The photic zone starts at the surface and reaches the depth at which light intensity falls to only 1% of the surface value, about 200 meters in the open ocean. Here phytoplankton use light, water, carbon dioxide, and nutrients to make organic matter, which makes this the most biodiverse layer. Below it lies the mesopelagic twilight zone, then the aphotic deep ocean where no sunlight reaches. Hydrothermal vents supply energy in that darkness.
In the tropics, surface temperatures can rise above 30 degrees Celsius, while near the poles equilibrium with sea ice holds near minus 2 degrees Celsius. Because the cold deep layer contains the bulk of the water, the average temperature of the world ocean is 3.9 degrees Celsius. Boundaries called thermoclines, haloclines, and pycnoclines separate warm, light surface water from dense, cold deep water.
Constant circulation creates ocean currents, driven by temperature and salinity differences, wind, and the Coriolis effect. The Gulf Stream, Kuroshio Current, Agulhas Current, and Antarctic Circumpolar Current move enormous volumes of water and heat. At depth, the thermohaline circulation takes over, and water at the bottom can stay isolated from the surface for hundreds or even a few thousand years. Modern observations suggest the Atlantic meridional overturning circulation has weakened since the preindustrial era, and projections in 2021 expect it to weaken further across the 21st century.

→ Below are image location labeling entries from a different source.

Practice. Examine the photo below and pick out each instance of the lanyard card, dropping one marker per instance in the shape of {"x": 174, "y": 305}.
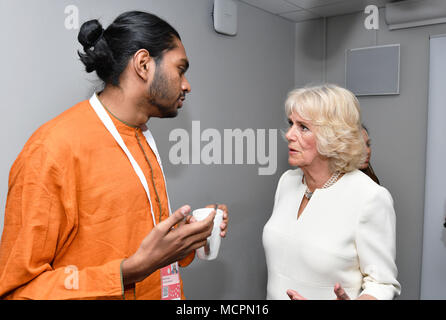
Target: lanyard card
{"x": 170, "y": 282}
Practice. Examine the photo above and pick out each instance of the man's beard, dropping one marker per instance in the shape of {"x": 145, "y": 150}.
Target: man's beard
{"x": 161, "y": 97}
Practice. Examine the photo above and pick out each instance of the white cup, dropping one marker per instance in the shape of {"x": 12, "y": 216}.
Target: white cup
{"x": 210, "y": 250}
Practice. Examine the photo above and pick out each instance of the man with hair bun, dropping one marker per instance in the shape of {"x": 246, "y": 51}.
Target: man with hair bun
{"x": 88, "y": 214}
{"x": 332, "y": 231}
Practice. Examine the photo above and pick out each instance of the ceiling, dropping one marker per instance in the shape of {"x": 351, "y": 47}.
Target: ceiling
{"x": 302, "y": 10}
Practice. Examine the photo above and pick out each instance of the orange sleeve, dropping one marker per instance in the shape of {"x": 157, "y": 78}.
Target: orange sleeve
{"x": 40, "y": 222}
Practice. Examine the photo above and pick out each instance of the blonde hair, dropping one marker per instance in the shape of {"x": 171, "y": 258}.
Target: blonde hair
{"x": 335, "y": 113}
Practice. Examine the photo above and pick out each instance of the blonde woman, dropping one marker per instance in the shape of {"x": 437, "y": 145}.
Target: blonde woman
{"x": 332, "y": 231}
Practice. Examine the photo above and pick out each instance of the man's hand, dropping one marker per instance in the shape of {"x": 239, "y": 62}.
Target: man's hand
{"x": 170, "y": 241}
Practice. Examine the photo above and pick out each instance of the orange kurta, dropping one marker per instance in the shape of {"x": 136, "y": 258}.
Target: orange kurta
{"x": 74, "y": 201}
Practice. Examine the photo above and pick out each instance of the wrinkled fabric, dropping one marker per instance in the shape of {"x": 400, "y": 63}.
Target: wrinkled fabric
{"x": 75, "y": 209}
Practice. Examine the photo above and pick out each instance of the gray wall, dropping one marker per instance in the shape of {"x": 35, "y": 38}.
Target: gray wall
{"x": 397, "y": 124}
{"x": 238, "y": 82}
{"x": 433, "y": 277}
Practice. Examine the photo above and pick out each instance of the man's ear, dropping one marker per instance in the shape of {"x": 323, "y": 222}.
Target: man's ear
{"x": 142, "y": 64}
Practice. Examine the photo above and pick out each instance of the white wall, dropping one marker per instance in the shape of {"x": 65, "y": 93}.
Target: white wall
{"x": 397, "y": 124}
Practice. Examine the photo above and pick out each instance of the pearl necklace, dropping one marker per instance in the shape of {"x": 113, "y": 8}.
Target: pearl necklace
{"x": 330, "y": 182}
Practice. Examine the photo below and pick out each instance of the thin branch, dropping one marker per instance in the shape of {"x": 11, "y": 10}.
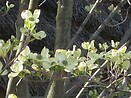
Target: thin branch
{"x": 83, "y": 24}
{"x": 101, "y": 27}
{"x": 87, "y": 83}
{"x": 123, "y": 20}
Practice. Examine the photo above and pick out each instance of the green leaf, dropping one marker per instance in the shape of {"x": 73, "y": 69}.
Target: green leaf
{"x": 45, "y": 53}
{"x": 36, "y": 13}
{"x": 11, "y": 5}
{"x": 26, "y": 14}
{"x": 12, "y": 96}
{"x": 5, "y": 72}
{"x": 85, "y": 45}
{"x": 12, "y": 74}
{"x": 111, "y": 7}
{"x": 77, "y": 53}
{"x": 26, "y": 51}
{"x": 35, "y": 67}
{"x": 23, "y": 30}
{"x": 39, "y": 35}
{"x": 126, "y": 65}
{"x": 82, "y": 66}
{"x": 122, "y": 49}
{"x": 17, "y": 66}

The average ocean water chlorinity is about 19.2 per mille, giving an average salinity around 34.7 per mille. The Mediterranean Sea, where evaporation outpaces precipitation, runs saltier at 38 per mille. Salinity climbs where evaporation dominates and falls where rain prevails, and observations between 1950 and 2019 show salty regions growing saltier while fresh regions grow fresher.
Seawater carries dissolved oxygen, carbon dioxide, and nitrogen, all more soluble in colder water than warmer. Photosynthesis at the surface releases oxygen and consumes carbon dioxide, making the oceans a major carbon sink. As deep water circulates the globe, sinking organic matter decomposes, lowering oxygen and raising carbon dioxide and creating oxygen minimum zones.

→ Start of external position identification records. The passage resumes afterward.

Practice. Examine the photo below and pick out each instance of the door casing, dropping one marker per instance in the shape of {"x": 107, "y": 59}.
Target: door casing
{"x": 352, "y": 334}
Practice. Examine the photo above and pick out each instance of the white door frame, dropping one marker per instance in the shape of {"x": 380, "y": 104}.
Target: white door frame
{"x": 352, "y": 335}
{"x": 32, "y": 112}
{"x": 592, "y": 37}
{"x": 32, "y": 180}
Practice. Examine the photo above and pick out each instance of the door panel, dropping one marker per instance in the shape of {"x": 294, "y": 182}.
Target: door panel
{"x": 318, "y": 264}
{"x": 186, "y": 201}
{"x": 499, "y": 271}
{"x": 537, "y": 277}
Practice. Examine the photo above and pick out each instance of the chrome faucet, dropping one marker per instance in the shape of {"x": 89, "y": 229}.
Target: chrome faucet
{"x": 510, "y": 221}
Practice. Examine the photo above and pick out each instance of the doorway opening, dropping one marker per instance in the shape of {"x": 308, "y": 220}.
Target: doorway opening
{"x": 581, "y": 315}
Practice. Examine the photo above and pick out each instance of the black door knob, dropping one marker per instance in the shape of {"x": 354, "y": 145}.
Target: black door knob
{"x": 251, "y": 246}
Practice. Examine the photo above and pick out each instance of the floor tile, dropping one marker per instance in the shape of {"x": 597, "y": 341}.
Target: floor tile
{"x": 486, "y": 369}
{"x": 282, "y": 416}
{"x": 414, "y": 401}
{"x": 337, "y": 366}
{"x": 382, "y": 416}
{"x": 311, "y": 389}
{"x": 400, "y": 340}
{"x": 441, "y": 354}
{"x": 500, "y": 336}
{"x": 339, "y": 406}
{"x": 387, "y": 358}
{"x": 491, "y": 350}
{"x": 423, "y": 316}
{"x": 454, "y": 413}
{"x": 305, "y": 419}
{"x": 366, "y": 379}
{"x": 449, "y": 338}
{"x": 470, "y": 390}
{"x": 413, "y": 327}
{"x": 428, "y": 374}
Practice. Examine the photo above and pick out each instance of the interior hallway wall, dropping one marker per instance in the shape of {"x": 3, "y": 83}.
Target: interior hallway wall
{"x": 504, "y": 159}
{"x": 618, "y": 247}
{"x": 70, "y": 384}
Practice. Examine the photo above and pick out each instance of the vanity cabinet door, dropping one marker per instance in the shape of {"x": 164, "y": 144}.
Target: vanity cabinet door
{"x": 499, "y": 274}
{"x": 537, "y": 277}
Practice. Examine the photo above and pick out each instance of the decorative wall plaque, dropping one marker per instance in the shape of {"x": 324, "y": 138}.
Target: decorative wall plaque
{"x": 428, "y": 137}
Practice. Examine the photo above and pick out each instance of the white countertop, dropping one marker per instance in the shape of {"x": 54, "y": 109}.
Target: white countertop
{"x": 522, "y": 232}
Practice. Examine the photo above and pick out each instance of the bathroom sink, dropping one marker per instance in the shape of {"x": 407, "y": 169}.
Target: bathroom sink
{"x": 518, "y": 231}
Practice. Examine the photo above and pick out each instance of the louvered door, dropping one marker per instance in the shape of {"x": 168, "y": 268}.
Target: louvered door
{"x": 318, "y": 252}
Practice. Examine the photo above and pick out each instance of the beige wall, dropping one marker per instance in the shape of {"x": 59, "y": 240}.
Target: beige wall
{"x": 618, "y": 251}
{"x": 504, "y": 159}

The global mean surface pH now sits roughly between 8.05 and 8.08, slightly alkaline. It held near 8.2 across the past 300 million years, then fell from about 8.15 to 8.05 between 1950 and 2020 as atmospheric carbon dioxide passed 410 parts per million in 2020. This is ocean acidification, driven mainly by fossil fuel emissions. Elements linger for vastly different spans: chloride has a residence time of 100,000,000 years, while iron lasts only about 200 years.

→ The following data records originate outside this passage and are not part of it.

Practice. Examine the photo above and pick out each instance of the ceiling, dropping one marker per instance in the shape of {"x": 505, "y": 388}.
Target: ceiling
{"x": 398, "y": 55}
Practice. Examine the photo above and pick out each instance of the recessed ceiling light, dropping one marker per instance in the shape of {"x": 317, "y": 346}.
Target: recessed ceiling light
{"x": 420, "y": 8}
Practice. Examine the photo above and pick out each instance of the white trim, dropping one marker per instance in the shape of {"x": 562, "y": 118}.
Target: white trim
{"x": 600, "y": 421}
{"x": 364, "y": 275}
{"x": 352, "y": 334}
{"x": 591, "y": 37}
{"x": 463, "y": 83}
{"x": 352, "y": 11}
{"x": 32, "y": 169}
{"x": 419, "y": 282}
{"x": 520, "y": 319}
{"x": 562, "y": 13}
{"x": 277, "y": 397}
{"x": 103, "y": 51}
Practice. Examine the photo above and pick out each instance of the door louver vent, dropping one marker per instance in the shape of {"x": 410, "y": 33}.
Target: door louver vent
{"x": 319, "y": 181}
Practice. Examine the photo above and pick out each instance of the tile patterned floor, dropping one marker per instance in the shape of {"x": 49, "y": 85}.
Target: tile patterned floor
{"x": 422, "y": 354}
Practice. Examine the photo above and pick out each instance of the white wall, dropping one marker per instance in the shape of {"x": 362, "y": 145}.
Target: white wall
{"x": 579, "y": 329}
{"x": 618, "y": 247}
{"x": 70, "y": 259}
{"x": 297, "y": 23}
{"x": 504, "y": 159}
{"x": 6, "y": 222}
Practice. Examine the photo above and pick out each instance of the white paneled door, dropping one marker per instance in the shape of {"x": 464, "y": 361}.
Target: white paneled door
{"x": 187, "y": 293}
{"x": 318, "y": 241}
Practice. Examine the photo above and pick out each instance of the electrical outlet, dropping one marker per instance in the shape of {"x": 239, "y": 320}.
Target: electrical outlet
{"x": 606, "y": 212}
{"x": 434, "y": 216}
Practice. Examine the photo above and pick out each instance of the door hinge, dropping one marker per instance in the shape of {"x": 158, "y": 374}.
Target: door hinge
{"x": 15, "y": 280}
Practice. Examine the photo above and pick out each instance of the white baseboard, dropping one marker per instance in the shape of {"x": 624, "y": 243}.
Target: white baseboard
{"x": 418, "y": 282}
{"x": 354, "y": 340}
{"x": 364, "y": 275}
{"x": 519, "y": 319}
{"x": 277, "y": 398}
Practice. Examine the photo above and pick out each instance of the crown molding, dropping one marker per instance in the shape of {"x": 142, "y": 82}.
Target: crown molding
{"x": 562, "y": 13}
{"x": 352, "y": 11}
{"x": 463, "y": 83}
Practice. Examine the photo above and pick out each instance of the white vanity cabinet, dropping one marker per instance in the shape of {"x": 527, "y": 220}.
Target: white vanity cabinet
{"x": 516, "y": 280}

The ocean is known to host over 230,000 species and may hold perhaps over two million. Life within it evolved 3 billion years before life on land. Most animal phyla have marine species, from sponges and corals to octopus, whales, and the seven species of sea turtles. Seabirds, penguins, and pelicans feed on marine animals and spend most of their lives on the water.
Many of the world's goods move by ship between seaports, especially across the Atlantic and around the Pacific Rim. Containerization, using standard lockable boxes on purpose-built ships, slashed shipping costs and fueled the rise of globalization in the mid-to-late 20th century. The biggest global commercial fishery targets anchovies, Alaska pollock, and tuna. A 2020 report by the FAO stated that in 2017-34 percent of the world's marine fish stocks were classified as overfished.
Protection is tightening. Marine protected areas guard the ecosystems humans depend on, and in 2021 a framework from 43 expert scientists let researchers evaluate their levels of protection. In March 2023, a legally binding High Seas Treaty was signed and adopted by all 193 United Nations Member States. Its central achievement is the power to create marine protected areas in international waters, opening the path to protect 30% of the oceans by 2030.